Jakarta, The PRAKARSA – The PRAKARSA menyelenggarakan Focus Group Discussion (FGD) bertajuk “Penguatan Sistem Monitoring Rencana Induk Pembangunan Industri Nasional (RIPIN) dan Rencana Induk Pembangunan Industri Daerah (RIPID) yang Adaptif dan Inklusif dalam Agenda Industri Hijau dan Penciptaan Green Jobs,” pada Selasa (16/9/2025), di Hotel Mercure Gatot Subroto, Jakarta.
FGD ini menghadirkan perwakilan dari berbagai direktorat di Kementerian Perindustrian, Kementerian Ketenagakerjaan, organisasi masyarakat sipil, dan think tank. Kehadiran para pemangku kepentingan lintas sektor tersebut menegaskan pentingnya agenda transisi industri hijau dan penciptaan lapangan kerja hijau yang inklusif di Indonesia.
Sektor industri merupakan penyumbang signifikan terhadap emisi karbon sekaligus penyokong utama perekonomian Indonesia dengan kontribusi sekitar 19% terhadap PDB dan 19,3 juta tenaga kerja. FGD ini menjadi ruang strategis untuk bertukar gagasan, merumuskan solusi, dan memperkuat komitmen bersama dalam mendorong agenda industri hijau dan penciptaan green jobs. Hasil diskusi akan menjadi masukan penting bagi penyempurnaan kebijakan industri di tingkat nasional maupun daerah.
Direktur Eksekutif PRAKARSA, Ah Maftuchan, dalam sambutannya menekankan bahwa penguatan monitoring RIPIN dan RIPID merupakan langkah penting untuk memastikan transisi industri hijau tidak hanya menekan emisi, tetapi juga mampu menciptakan lapangan kerja berkualitas.
Penguatan Intervensi Kebijakan Untuk Mendorong Transformasi Industri Hijau
Diskusi dalam FGD dipandu oleh tim PRAKARSA dengan sesi pemantik dari Jati Pramono, Program Manager PRAKARSA. Para peserta kemudian terbagi ke dalam beberapa kelompok tematik yang membahas isu RIPIN, agenda green jobs, dan tiga subsektor prioritas yakni tekstil dan produk tekstil, kendaraan listrik berbasis baterai (KBLBB), dan makanan-minuman.
Dari rangkaian diskusi tersebut, mengemuka sejumlah masukan penting.
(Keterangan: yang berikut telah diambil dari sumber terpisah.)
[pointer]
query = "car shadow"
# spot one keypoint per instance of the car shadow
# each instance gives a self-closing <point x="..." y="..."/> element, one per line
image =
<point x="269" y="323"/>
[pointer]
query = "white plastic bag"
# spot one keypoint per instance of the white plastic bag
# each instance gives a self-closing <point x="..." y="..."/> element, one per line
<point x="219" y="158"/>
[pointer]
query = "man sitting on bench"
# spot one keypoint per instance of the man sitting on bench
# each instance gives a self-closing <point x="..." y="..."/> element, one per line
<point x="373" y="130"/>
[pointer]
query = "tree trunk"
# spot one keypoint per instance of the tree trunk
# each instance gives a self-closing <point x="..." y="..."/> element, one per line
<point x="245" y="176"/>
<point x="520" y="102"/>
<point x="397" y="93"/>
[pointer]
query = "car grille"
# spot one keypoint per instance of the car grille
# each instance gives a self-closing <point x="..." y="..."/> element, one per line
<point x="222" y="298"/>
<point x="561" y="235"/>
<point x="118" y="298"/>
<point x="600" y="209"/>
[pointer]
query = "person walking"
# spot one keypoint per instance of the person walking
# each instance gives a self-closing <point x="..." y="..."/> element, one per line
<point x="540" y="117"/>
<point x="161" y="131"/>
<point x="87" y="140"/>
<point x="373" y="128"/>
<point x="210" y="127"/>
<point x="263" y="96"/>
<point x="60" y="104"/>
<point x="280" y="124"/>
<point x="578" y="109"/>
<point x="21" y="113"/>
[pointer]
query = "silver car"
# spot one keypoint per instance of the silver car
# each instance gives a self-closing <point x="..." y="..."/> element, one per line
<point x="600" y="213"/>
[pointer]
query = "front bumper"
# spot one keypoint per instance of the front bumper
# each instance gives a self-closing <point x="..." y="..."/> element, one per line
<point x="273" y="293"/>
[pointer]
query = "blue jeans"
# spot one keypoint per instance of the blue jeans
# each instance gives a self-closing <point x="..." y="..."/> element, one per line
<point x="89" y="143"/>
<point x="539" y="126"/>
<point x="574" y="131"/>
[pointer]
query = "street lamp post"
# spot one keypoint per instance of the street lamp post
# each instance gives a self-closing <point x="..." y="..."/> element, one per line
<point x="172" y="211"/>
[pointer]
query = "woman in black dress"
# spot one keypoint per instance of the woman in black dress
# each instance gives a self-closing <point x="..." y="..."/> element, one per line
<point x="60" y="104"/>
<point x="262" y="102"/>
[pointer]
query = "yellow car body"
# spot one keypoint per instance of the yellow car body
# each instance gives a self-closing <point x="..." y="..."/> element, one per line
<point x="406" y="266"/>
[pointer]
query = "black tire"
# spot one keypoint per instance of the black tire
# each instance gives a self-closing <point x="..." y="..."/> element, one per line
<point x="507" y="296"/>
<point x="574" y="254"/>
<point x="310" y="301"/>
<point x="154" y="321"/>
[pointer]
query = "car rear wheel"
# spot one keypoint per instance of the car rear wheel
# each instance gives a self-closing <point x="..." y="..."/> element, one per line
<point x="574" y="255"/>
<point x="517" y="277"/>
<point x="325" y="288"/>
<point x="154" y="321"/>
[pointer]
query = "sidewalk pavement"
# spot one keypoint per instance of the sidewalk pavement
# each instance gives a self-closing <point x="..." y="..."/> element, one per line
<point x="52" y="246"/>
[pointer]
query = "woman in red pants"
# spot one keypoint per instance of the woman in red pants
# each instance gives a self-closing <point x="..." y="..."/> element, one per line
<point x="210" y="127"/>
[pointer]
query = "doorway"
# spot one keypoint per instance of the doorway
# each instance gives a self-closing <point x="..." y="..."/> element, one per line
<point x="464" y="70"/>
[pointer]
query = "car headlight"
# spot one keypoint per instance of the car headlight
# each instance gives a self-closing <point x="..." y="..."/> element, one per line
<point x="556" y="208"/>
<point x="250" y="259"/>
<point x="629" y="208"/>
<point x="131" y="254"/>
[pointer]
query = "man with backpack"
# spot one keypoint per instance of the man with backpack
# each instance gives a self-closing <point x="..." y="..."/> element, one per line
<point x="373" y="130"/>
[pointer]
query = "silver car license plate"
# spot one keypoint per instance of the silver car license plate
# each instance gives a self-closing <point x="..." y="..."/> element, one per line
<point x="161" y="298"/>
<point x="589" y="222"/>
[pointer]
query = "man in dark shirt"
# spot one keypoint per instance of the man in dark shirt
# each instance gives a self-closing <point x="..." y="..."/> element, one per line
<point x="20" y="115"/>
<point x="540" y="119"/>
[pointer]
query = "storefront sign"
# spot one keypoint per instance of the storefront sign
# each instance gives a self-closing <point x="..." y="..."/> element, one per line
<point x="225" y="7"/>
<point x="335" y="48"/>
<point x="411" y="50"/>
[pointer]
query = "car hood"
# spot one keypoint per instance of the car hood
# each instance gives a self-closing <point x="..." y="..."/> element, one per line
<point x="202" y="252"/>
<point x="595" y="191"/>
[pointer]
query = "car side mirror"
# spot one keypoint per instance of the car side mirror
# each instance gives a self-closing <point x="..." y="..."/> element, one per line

Peserta menekankan perlunya harmonisasi RIPIN dan RIPID dengan agenda industri hijau agar arah kebijakan lebih konsisten. Selain itu, integrasi kebijakan green jobs ke dalam dokumen perencanaan dinilai mendesak untuk memastikan transisi industri juga membawa dampak pada kualitas lapangan kerja.
Beberapa isu strategis turut menjadi sorotan, di antaranya kebutuhan reskilling dan upskilling tenaga kerja, khususnya di sektor padat karya seperti tekstil; perlunya intervensi kebijakan yang lebih kuat pada sektor ini agar tidak tertinggal dalam transformasi hijau; hingga pentingnya menciptakan permintaan domestik yang berkelanjutan terhadap produk hijau. Peserta juga menegaskan perlunya indikator monitoring yang mampu mencakup seluruh rantai nilai (value chain) sehingga definisi green jobs menjadi lebih komprehensif dan operasional.
Komitmen PRAKARSA
Sebagai lembaga riset dan advokasi kebijakan, PRAKARSA berkomitmen untuk mengembangkan kerangka monitoring RIPIN dan RIPID yang dapat digunakan baik di tingkat nasional maupun daerah. Selain itu, PRAKARSA juga akan melanjutkan kolaborasi dengan kementerian, CSO, serta akademisi untuk memperkuat kapasitas fiskal, riset tematik, dan pengembangan green industrial policy.
“Transisi menuju industri hijau harus berjalan adil dan inklusif. Tidak cukup hanya dengan regulasi dan target, tetapi perlu dukungan kerangka monitoring yang kuat agar bisa benar-benar mengukur pencapaian dan dampaknya bagi masyarakat,” ujar Roby Rushandie, Research and Knowledge Manager PRAKARSA, yang memoderatori sesi pleno.